Already in the trained set, but caught by rule first (faster)

hin Devanagari · tam Tamil · tha Thai · lao Lao · khm Khmer · eky Kayah Li · zho CJK

New labels added via script rule

Label Language Script block
kor Korean Hangul (U+AC00–D7AF)
jpn Japanese Hiragana + Katakana
ell Greek Greek + Greek Extended
heb Hebrew Hebrew + presentation forms
hye Armenian Armenian
kat Georgian Georgian
amh Amharic Ethiopic
sin Sinhala Sinhala
bod Tibetan Tibetan
chr Cherokee Cherokee
nqo N'Ko N'Ko
mon Mongolian (traditional script) Mongolian
vai Vai Vai
ff Fulani (Adlam) Adlam
mww Hmong Pahawh Hmong
bax Bamum Bamum
lep Lepcha Lepcha
lif Limbu Limbu
saz Saurashtra Saurashtra
bug Buginese Buginese
jav Javanese (script) Javanese
cjm Cham Cham
mni Meetei (Manipuri) Meetei Mayek
nod Lanna (Northern Thai) Tai Tham
sat Santali Ol Chiki
khb Tai Lue New Tai Lue
tdd Tai Nüa Tai Le

Adding more monopoly-script languages is a one-line addition to SCRIPT_RULES in ricelang/scripts.py — see Hierarchical detector.

Languages not supported

The following are deliberately omitted because text-only character-n-gram detection cannot meaningfully distinguish them from a sibling language already in the set (the text is often literally identical):

  • Indonesian (ind) — shares ~80% vocabulary with msa. "Terima kasih" is grammatical Malay and grammatical Indonesian.
  • Rakhine (rki) — uses the same Myanmar script as mya and many short phrases are interchangeable.
  • Chinese Traditional (zho_hant) — most characters are identical to Simplified; the difference only shows up on a small set of specific characters.

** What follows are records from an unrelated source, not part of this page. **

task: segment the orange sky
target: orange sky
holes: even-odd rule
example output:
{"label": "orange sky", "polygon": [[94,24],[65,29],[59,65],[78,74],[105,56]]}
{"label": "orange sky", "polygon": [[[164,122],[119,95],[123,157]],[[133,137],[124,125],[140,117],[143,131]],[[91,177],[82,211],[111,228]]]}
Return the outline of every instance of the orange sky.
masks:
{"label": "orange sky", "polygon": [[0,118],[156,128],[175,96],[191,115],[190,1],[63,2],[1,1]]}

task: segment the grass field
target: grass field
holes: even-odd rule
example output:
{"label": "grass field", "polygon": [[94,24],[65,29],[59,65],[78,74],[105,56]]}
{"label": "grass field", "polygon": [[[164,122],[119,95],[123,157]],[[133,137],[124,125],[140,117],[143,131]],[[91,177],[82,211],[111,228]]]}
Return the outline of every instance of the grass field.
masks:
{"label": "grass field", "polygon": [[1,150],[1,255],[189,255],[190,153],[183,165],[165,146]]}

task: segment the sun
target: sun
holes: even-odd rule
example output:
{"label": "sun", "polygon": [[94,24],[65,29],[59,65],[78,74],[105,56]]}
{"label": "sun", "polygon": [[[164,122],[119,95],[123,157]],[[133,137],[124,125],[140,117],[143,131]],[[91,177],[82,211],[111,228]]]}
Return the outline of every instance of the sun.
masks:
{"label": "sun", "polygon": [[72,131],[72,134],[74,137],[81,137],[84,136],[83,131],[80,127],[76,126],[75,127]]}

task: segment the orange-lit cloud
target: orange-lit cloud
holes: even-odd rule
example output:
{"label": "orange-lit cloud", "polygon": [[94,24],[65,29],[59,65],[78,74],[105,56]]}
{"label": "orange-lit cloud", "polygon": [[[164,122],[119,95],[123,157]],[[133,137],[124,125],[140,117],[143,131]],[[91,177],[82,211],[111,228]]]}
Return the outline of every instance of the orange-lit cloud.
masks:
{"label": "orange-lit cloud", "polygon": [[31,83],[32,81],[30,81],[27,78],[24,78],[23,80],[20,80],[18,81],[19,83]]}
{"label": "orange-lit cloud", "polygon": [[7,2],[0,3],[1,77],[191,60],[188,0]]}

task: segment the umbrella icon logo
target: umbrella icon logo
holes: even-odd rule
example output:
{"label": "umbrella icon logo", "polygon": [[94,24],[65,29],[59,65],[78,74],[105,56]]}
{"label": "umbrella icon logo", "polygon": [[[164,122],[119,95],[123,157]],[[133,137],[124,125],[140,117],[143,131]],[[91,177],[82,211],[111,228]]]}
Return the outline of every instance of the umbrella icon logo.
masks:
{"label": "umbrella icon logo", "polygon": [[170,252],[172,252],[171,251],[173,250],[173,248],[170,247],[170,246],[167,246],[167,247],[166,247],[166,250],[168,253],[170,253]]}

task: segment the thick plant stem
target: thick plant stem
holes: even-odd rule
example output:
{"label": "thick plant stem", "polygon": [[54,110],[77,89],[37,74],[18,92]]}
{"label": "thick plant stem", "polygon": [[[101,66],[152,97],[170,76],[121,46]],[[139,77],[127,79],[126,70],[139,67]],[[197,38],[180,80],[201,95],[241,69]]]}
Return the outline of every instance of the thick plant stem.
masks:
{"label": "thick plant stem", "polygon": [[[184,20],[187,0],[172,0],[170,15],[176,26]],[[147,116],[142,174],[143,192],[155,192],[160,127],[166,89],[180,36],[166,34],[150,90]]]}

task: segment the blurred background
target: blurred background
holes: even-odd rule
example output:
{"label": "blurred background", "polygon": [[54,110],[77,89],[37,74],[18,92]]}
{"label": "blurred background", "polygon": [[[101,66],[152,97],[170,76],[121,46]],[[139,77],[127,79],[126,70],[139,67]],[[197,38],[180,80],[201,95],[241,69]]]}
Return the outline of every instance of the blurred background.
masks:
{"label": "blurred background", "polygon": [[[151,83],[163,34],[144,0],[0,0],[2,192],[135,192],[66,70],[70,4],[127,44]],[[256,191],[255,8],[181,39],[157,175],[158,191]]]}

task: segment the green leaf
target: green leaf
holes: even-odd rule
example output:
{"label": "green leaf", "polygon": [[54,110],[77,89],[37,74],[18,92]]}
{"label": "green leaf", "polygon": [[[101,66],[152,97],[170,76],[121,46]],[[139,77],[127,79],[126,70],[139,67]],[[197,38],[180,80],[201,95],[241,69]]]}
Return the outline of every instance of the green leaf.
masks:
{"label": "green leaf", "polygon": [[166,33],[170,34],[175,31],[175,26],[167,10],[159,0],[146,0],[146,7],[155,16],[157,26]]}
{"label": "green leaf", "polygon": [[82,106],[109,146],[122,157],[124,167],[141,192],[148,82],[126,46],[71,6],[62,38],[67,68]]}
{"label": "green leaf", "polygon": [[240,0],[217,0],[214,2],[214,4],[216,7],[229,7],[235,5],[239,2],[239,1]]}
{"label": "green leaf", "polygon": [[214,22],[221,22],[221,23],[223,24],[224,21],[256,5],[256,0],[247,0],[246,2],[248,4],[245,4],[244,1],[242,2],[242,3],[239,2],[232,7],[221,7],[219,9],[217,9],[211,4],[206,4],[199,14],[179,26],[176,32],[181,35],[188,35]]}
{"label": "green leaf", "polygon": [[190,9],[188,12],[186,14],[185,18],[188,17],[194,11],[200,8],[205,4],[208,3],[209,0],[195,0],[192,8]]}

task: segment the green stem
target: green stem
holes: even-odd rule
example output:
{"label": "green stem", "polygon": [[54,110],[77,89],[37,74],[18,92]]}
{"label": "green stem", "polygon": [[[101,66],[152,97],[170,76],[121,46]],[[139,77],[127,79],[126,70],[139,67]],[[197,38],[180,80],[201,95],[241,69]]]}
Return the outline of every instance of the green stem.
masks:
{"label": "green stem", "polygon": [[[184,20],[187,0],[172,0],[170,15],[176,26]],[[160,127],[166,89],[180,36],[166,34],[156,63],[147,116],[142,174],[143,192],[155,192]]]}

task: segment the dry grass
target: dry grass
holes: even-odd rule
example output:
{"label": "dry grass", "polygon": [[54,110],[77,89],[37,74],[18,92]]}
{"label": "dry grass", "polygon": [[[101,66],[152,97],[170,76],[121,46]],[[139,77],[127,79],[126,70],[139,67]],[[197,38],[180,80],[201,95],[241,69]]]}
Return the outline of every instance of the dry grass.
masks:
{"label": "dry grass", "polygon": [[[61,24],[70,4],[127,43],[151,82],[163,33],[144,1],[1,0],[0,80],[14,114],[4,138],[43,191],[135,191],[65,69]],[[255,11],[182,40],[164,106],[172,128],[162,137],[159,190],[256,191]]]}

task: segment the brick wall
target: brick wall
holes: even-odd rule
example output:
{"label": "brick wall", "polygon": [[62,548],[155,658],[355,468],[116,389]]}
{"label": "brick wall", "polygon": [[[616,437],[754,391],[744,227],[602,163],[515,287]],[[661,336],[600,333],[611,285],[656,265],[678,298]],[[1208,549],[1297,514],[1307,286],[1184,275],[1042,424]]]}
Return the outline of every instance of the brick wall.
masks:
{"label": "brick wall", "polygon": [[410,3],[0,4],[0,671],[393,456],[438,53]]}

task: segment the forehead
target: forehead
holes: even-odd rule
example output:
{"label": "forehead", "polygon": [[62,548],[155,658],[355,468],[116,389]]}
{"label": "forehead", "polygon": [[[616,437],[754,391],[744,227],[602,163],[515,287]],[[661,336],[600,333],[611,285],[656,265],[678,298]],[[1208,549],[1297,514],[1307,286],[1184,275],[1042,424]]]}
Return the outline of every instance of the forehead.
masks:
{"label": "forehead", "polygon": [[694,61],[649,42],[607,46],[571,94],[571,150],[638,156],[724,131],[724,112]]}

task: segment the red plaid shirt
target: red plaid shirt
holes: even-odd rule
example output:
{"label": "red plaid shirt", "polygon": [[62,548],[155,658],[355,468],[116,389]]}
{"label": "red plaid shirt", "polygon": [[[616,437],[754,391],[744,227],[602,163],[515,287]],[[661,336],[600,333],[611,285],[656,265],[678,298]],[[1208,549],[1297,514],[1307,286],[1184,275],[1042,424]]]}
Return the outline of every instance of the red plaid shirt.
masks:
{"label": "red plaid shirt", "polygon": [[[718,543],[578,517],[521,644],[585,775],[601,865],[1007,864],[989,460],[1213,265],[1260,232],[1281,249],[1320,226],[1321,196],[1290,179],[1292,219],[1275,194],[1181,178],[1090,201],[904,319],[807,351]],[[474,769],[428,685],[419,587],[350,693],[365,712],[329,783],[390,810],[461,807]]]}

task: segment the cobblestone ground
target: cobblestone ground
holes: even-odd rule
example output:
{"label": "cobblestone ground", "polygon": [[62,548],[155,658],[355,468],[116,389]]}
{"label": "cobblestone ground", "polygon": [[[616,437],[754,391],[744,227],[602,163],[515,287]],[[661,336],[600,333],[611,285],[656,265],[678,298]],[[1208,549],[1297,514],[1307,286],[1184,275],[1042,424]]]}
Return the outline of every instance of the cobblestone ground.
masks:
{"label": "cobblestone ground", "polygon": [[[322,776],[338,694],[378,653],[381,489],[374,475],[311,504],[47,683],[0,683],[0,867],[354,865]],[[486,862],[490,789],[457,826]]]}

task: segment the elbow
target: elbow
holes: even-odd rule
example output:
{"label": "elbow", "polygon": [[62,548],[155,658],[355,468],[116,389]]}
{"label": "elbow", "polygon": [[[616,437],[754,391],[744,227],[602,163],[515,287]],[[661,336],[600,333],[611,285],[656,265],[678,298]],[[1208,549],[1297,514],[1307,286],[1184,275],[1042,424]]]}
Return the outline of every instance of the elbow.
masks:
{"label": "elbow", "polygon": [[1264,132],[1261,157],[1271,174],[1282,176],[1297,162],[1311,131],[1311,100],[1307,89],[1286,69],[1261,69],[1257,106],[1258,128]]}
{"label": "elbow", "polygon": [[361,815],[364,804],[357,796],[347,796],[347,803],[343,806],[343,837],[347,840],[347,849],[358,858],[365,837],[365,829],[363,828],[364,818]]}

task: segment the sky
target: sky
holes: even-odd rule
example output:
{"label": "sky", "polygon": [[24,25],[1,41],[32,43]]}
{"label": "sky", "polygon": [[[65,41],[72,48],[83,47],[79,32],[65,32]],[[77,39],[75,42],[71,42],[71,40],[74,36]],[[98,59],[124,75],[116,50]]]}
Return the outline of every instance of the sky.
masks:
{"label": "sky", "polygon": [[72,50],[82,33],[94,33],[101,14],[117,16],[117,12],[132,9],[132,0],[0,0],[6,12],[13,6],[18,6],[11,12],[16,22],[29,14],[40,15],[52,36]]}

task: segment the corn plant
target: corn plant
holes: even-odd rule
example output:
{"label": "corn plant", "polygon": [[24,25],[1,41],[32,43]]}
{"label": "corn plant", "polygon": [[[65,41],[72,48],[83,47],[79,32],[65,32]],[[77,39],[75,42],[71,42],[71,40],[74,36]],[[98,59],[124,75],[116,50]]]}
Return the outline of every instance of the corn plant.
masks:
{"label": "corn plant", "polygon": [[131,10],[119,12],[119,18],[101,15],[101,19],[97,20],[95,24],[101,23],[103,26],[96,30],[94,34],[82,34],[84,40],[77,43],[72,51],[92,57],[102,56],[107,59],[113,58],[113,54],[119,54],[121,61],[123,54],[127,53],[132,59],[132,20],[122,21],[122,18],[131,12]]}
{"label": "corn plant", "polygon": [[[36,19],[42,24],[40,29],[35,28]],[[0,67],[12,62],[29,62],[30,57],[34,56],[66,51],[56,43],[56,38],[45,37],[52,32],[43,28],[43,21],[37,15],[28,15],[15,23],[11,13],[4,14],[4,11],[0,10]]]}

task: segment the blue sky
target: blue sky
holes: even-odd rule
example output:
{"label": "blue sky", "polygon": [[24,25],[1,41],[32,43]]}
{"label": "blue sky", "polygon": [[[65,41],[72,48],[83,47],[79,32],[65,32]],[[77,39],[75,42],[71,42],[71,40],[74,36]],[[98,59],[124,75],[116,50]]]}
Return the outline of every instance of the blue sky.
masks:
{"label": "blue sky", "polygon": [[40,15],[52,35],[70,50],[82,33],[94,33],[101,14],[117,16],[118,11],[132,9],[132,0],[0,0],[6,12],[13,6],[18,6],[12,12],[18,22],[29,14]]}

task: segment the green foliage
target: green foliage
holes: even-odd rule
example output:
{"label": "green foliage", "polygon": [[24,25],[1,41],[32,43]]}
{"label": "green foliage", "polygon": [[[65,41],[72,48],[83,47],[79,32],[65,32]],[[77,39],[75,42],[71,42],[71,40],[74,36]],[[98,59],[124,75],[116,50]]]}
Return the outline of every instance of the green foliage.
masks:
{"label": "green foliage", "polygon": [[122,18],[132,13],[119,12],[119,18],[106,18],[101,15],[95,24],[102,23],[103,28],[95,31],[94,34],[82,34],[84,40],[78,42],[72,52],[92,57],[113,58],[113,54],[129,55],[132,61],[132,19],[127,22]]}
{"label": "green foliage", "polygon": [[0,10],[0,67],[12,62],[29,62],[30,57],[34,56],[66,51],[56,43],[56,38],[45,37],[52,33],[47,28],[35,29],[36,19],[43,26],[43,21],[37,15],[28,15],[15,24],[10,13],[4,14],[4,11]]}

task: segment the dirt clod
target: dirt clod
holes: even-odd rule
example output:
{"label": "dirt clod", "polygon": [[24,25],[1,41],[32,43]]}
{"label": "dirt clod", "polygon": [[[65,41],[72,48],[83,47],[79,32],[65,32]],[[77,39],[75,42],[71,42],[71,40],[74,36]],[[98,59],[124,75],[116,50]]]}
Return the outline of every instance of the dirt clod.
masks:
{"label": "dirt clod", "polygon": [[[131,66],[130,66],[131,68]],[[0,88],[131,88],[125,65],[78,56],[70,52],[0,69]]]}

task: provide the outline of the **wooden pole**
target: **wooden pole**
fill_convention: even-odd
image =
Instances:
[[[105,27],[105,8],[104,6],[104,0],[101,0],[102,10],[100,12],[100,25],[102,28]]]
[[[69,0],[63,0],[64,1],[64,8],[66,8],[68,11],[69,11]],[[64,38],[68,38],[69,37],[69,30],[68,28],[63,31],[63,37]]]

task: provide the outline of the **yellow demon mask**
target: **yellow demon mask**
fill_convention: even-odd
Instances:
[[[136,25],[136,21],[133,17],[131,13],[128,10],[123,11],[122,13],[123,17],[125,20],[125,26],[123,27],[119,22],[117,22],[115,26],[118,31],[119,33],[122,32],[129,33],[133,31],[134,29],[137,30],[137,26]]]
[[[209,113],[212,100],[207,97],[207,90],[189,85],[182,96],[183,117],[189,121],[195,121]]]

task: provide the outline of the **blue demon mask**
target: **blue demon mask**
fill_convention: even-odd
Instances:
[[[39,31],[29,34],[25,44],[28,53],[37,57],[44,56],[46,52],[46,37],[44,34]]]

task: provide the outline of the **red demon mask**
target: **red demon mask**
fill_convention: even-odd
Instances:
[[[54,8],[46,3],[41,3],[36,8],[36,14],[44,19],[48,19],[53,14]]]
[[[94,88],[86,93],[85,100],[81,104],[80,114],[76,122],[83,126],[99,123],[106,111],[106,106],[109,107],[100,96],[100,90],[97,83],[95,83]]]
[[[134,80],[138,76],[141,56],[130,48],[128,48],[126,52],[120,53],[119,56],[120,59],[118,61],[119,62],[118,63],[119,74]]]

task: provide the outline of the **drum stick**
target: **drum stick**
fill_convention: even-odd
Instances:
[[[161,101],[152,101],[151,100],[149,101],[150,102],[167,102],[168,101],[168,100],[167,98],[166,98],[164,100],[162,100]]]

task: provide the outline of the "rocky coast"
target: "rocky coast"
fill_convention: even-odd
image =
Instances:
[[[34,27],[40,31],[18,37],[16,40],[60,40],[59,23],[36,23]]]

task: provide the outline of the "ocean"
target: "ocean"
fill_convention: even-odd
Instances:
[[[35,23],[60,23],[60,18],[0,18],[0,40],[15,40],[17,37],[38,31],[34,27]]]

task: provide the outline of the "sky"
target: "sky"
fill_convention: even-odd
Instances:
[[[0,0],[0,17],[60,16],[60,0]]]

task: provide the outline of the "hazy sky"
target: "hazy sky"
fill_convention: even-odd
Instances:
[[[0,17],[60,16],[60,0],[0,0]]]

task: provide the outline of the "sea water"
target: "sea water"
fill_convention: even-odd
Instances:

For these cases, caller-side metadata (region, user profile, surrounding text) is the right disambiguator, not the model.

Mon detection

mnw is sourced from the Mon Wikipedia dump (135k paragraphs), not YouVersion (Mon has no Bible on the platform). All other trained labels come from YouVersion Bible scrapes.